Musically and chronologically, Ty Segall and Lemons make a good pair, not only because together they add up to about 50 minutes, but because the latter builds confidently on the experiments of the former. Segall coaxes a greater range of sounds from his set-up, touching on a bit of psychedelic country on "Rusted Dust", frenzied gutter-punk fury on "Johnny", and hallucinatory desert rock on the Captain Beefheart cover "Drop Out Boogie". "In Your Car" stomps with the brat-menace of Black Lips, and the instrumental "Untitled #2" builds its surf rock from the ground up, establishing a fast rhythm section of rimshots and acoustic strums before introducing the barreling lead guitar and wiping out spectacularly at the end.
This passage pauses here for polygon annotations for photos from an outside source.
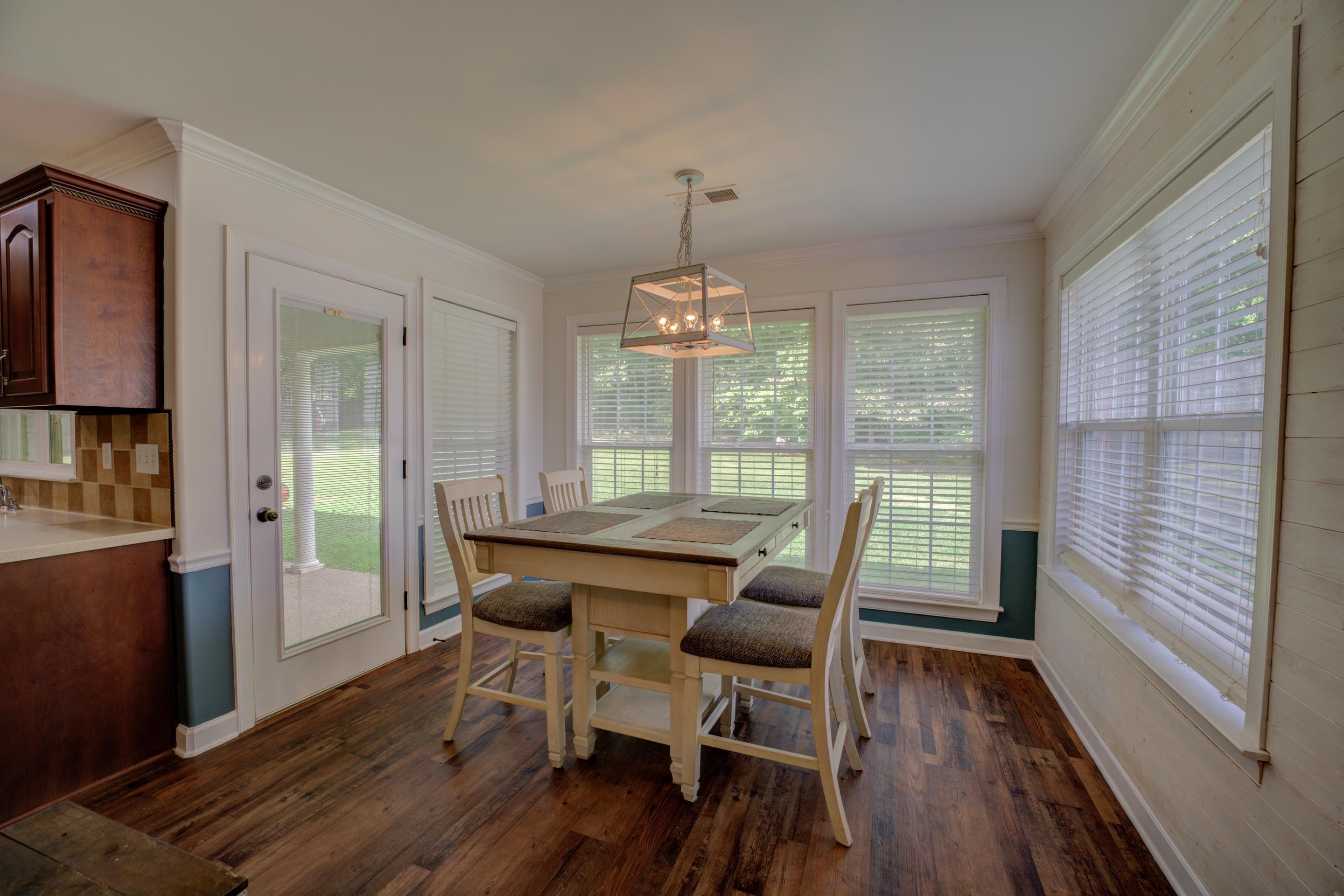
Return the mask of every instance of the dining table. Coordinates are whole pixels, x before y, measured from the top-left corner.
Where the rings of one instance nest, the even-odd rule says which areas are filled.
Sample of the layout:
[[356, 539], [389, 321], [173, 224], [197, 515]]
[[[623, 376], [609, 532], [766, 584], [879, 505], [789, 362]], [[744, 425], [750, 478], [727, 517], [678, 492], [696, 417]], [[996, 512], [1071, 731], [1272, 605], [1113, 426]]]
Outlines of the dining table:
[[[699, 723], [734, 699], [706, 674], [699, 705], [683, 705], [681, 637], [710, 607], [732, 603], [812, 516], [804, 498], [637, 492], [465, 539], [480, 572], [573, 584], [575, 755], [593, 756], [598, 729], [667, 744], [681, 785], [675, 733], [688, 713]], [[609, 635], [620, 639], [607, 646]]]

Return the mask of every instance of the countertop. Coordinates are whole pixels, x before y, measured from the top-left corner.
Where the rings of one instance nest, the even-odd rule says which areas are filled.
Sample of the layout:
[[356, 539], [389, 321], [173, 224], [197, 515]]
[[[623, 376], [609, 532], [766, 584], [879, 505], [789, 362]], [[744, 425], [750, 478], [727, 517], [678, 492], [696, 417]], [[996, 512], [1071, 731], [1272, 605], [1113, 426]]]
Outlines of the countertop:
[[130, 523], [69, 510], [0, 510], [0, 563], [163, 541], [173, 535], [171, 525]]

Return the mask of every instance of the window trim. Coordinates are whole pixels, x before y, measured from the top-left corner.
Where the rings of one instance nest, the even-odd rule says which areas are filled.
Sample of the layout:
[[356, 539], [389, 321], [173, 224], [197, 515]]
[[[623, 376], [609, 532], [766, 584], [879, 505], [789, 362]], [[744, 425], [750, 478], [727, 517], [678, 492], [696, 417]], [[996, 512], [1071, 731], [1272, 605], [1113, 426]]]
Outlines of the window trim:
[[[943, 298], [985, 296], [988, 308], [988, 337], [985, 344], [985, 492], [981, 528], [980, 553], [980, 599], [958, 600], [935, 598], [915, 592], [860, 587], [859, 606], [874, 610], [894, 610], [953, 619], [997, 622], [1003, 613], [1000, 600], [1000, 572], [1003, 563], [1004, 529], [1004, 384], [1007, 383], [1007, 324], [1008, 324], [1008, 278], [985, 277], [977, 279], [942, 281], [934, 283], [909, 283], [903, 286], [878, 286], [871, 289], [836, 290], [831, 304], [831, 356], [843, 364], [845, 318], [851, 308], [864, 305], [890, 305], [895, 302], [918, 302], [915, 308], [937, 308]], [[949, 308], [953, 305], [948, 305]], [[862, 313], [862, 312], [855, 312]], [[844, 373], [832, 377], [831, 402], [836, 408], [844, 407]], [[839, 429], [832, 429], [828, 441], [835, 442]], [[844, 450], [836, 450], [831, 458], [831, 482], [844, 482]], [[845, 496], [835, 489], [831, 497], [831, 517], [839, 520], [844, 510]]]
[[[42, 480], [46, 482], [78, 482], [79, 481], [79, 437], [78, 415], [74, 411], [13, 407], [9, 411], [30, 412], [36, 415], [36, 453], [42, 461], [0, 461], [0, 476], [12, 476], [20, 480]], [[70, 463], [52, 463], [51, 457], [51, 415], [70, 414], [70, 439], [74, 446], [70, 451]]]
[[[1055, 446], [1055, 457], [1046, 465], [1043, 494], [1050, 512], [1042, 514], [1040, 556], [1044, 560], [1040, 570], [1066, 599], [1085, 611], [1085, 617], [1105, 629], [1109, 639], [1117, 638], [1126, 646], [1126, 653], [1136, 665], [1164, 692], [1180, 690], [1183, 700], [1177, 705], [1188, 707], [1193, 724], [1208, 733], [1212, 727], [1218, 736], [1211, 736], [1238, 766], [1259, 783], [1261, 771], [1270, 760], [1266, 751], [1269, 665], [1273, 645], [1274, 588], [1278, 572], [1278, 516], [1282, 493], [1282, 447], [1284, 447], [1284, 403], [1288, 386], [1285, 344], [1288, 322], [1288, 298], [1292, 277], [1293, 244], [1293, 191], [1296, 180], [1296, 85], [1297, 85], [1297, 42], [1298, 27], [1294, 26], [1275, 46], [1232, 85], [1223, 97], [1196, 122], [1177, 144], [1154, 164], [1148, 173], [1083, 236], [1070, 246], [1055, 262], [1047, 275], [1047, 321], [1054, 330], [1047, 334], [1047, 353], [1052, 357], [1054, 376], [1048, 377], [1052, 395], [1047, 395], [1047, 431], [1043, 443]], [[1270, 234], [1269, 270], [1266, 274], [1266, 318], [1265, 318], [1265, 411], [1261, 439], [1261, 502], [1257, 531], [1257, 587], [1255, 607], [1251, 617], [1250, 673], [1246, 686], [1246, 709], [1241, 725], [1226, 709], [1226, 703], [1218, 688], [1204, 681], [1204, 688], [1173, 674], [1168, 664], [1145, 658], [1145, 650], [1134, 643], [1134, 633], [1118, 626], [1110, 614], [1098, 610], [1097, 600], [1105, 600], [1101, 592], [1085, 579], [1058, 562], [1055, 548], [1055, 528], [1058, 513], [1058, 446], [1059, 446], [1059, 359], [1062, 356], [1063, 333], [1059, 329], [1059, 302], [1063, 297], [1066, 277], [1078, 267], [1098, 246], [1114, 236], [1117, 231], [1133, 222], [1136, 214], [1163, 188], [1176, 180], [1195, 160], [1235, 128], [1251, 110], [1266, 98], [1273, 102], [1270, 121], [1274, 140], [1270, 148]], [[1134, 222], [1141, 226], [1141, 222]], [[1145, 638], [1146, 639], [1146, 638]], [[1164, 647], [1168, 653], [1168, 649]], [[1175, 654], [1172, 654], [1175, 656]], [[1247, 762], [1257, 768], [1247, 768]]]
[[[423, 572], [423, 596], [421, 598], [421, 610], [423, 615], [431, 613], [438, 613], [439, 610], [446, 610], [448, 607], [454, 607], [461, 603], [461, 595], [457, 591], [457, 580], [446, 583], [439, 587], [434, 583], [434, 553], [433, 549], [437, 545], [431, 544], [434, 537], [434, 390], [431, 388], [430, 377], [434, 369], [434, 312], [446, 310], [450, 314], [458, 314], [466, 320], [474, 320], [480, 322], [501, 321], [504, 324], [512, 324], [513, 326], [513, 363], [511, 364], [513, 371], [513, 469], [507, 473], [509, 480], [509, 509], [515, 516], [526, 514], [526, 500], [523, 492], [523, 484], [519, 482], [517, 472], [520, 469], [519, 449], [521, 447], [519, 433], [523, 424], [523, 407], [519, 400], [520, 396], [520, 376], [519, 361], [521, 360], [521, 345], [523, 333], [526, 325], [523, 322], [523, 314], [516, 309], [501, 302], [495, 302], [488, 298], [482, 298], [473, 293], [457, 289], [454, 286], [445, 286], [442, 283], [435, 283], [433, 281], [423, 281], [423, 300], [421, 308], [421, 332], [425, 334], [425, 351], [421, 357], [423, 388], [421, 390], [421, 398], [423, 402], [422, 407], [422, 420], [425, 426], [421, 427], [423, 431], [422, 437], [422, 450], [421, 450], [421, 465], [423, 467], [423, 501], [425, 501], [425, 517], [422, 525], [425, 527], [425, 572]], [[437, 305], [442, 302], [444, 305]], [[446, 308], [444, 308], [446, 306]], [[520, 513], [521, 510], [521, 513]], [[493, 575], [488, 579], [482, 579], [472, 586], [473, 596], [480, 596], [492, 588], [497, 588], [501, 584], [507, 584], [511, 576], [507, 574]]]

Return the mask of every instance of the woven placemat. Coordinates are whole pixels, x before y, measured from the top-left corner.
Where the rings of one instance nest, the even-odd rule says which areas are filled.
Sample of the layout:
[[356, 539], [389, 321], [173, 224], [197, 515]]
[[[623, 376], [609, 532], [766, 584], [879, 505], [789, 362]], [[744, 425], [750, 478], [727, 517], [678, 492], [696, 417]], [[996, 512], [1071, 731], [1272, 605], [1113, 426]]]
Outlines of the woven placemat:
[[652, 529], [637, 532], [636, 539], [659, 539], [660, 541], [699, 541], [702, 544], [732, 544], [751, 529], [761, 525], [750, 520], [711, 520], [703, 516], [679, 516], [660, 523]]
[[724, 498], [718, 504], [702, 508], [706, 513], [755, 513], [757, 516], [780, 516], [797, 501], [774, 498]]
[[638, 520], [638, 513], [593, 513], [591, 510], [566, 510], [547, 513], [528, 520], [505, 524], [505, 529], [528, 529], [530, 532], [559, 532], [562, 535], [593, 535], [613, 525]]
[[691, 494], [668, 494], [667, 492], [636, 492], [634, 494], [626, 494], [624, 498], [598, 501], [598, 506], [625, 506], [636, 510], [661, 510], [663, 508], [685, 504], [692, 497], [694, 496]]

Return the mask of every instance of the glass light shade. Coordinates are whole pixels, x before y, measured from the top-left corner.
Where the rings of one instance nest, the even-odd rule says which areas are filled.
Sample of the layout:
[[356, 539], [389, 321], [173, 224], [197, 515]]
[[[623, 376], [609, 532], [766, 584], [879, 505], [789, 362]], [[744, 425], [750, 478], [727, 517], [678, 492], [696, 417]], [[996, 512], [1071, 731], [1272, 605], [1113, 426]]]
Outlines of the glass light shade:
[[664, 357], [749, 355], [747, 287], [708, 265], [630, 278], [621, 348]]

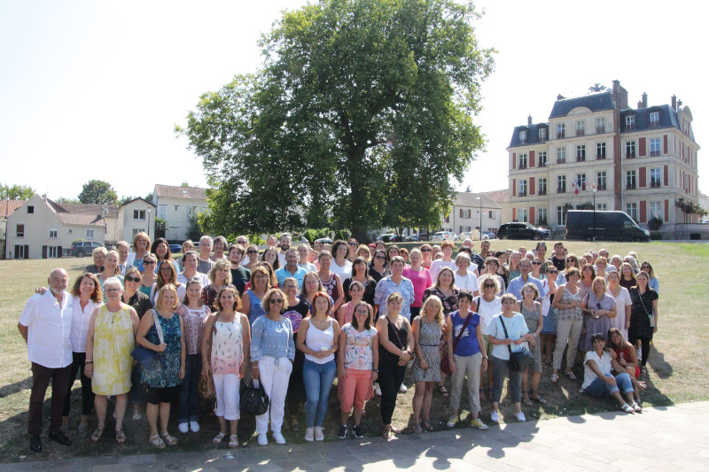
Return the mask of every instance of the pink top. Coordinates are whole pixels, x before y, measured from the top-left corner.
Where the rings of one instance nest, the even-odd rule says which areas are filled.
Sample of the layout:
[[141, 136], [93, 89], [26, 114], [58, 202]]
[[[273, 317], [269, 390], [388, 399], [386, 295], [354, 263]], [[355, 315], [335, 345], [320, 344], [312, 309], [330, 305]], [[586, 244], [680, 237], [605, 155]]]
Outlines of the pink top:
[[404, 268], [403, 275], [414, 284], [415, 297], [414, 303], [411, 304], [411, 306], [414, 308], [420, 308], [422, 304], [421, 299], [424, 297], [424, 290], [433, 284], [431, 273], [423, 266], [419, 271], [416, 271], [409, 267]]

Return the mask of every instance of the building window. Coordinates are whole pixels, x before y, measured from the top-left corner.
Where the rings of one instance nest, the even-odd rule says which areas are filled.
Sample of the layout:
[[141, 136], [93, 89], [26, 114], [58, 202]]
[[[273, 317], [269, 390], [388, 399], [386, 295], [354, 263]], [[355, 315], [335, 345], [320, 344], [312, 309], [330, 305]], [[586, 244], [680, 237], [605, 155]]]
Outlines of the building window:
[[605, 159], [605, 143], [596, 143], [596, 159]]
[[627, 203], [626, 204], [626, 213], [627, 213], [627, 216], [629, 216], [635, 222], [637, 222], [637, 204], [636, 203]]
[[596, 186], [599, 190], [606, 190], [606, 174], [605, 171], [596, 173]]
[[605, 118], [596, 119], [596, 132], [605, 133]]
[[566, 212], [563, 206], [557, 206], [557, 224], [560, 226], [566, 224]]
[[659, 112], [650, 113], [650, 128], [659, 128]]
[[586, 144], [579, 144], [576, 146], [576, 162], [584, 160], [586, 160]]
[[650, 218], [662, 219], [662, 204], [661, 202], [650, 202]]
[[519, 181], [518, 197], [526, 197], [526, 181]]
[[653, 137], [650, 140], [650, 156], [659, 156], [659, 138]]
[[565, 193], [566, 192], [566, 176], [565, 175], [557, 175], [557, 193]]
[[576, 121], [576, 135], [582, 136], [586, 134], [586, 121]]
[[650, 186], [651, 187], [659, 187], [660, 186], [660, 169], [659, 167], [653, 167], [650, 169]]
[[633, 159], [635, 157], [635, 142], [628, 141], [626, 143], [626, 158]]
[[566, 148], [557, 148], [557, 164], [566, 162]]
[[546, 177], [541, 177], [539, 179], [539, 189], [537, 190], [537, 195], [546, 195], [547, 194], [547, 179]]
[[637, 181], [635, 177], [635, 171], [628, 170], [626, 171], [626, 189], [633, 190], [636, 187]]

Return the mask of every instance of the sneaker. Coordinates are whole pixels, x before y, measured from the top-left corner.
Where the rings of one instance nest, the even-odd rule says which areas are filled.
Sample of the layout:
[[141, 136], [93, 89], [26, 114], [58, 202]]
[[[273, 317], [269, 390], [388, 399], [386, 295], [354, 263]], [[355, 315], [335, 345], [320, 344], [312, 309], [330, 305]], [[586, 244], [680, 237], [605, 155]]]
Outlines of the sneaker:
[[360, 428], [359, 424], [355, 424], [352, 427], [352, 436], [354, 437], [355, 439], [364, 438], [364, 433], [362, 432], [362, 428]]
[[483, 431], [487, 429], [487, 425], [482, 422], [482, 420], [479, 418], [475, 418], [474, 420], [471, 421], [471, 426]]
[[325, 440], [325, 435], [323, 434], [323, 427], [322, 426], [316, 426], [315, 433], [316, 433], [316, 441], [324, 441]]

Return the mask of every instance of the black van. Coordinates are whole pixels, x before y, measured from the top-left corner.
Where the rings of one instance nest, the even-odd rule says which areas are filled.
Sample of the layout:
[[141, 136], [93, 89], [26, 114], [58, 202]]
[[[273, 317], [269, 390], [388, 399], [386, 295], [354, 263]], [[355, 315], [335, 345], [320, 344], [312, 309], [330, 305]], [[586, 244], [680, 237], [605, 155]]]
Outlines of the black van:
[[584, 241], [650, 241], [650, 232], [643, 229], [625, 212], [569, 210], [566, 213], [566, 239]]

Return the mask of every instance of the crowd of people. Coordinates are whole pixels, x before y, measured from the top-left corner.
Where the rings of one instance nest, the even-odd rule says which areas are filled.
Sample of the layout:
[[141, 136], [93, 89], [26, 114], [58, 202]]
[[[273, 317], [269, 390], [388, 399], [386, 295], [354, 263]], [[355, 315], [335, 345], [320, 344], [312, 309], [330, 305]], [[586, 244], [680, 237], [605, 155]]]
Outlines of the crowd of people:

Buffed to a relative shine, these songs are leaner, more frenetic, and simply more imaginative.

With this one-two punch, Segall enters a lo-fi field crowded with artists mining similar influences for inspiration and making similarly compact noise. What distinguishes him from his peers, however, is his ability to instill his songs with a palpable creative zeal, as if the final recordings were less important than the process of performing them. All of his noble goals of prolificacy and spontaneity would be meaningless if his energy and excitement didn't cut through the noise loud and clear.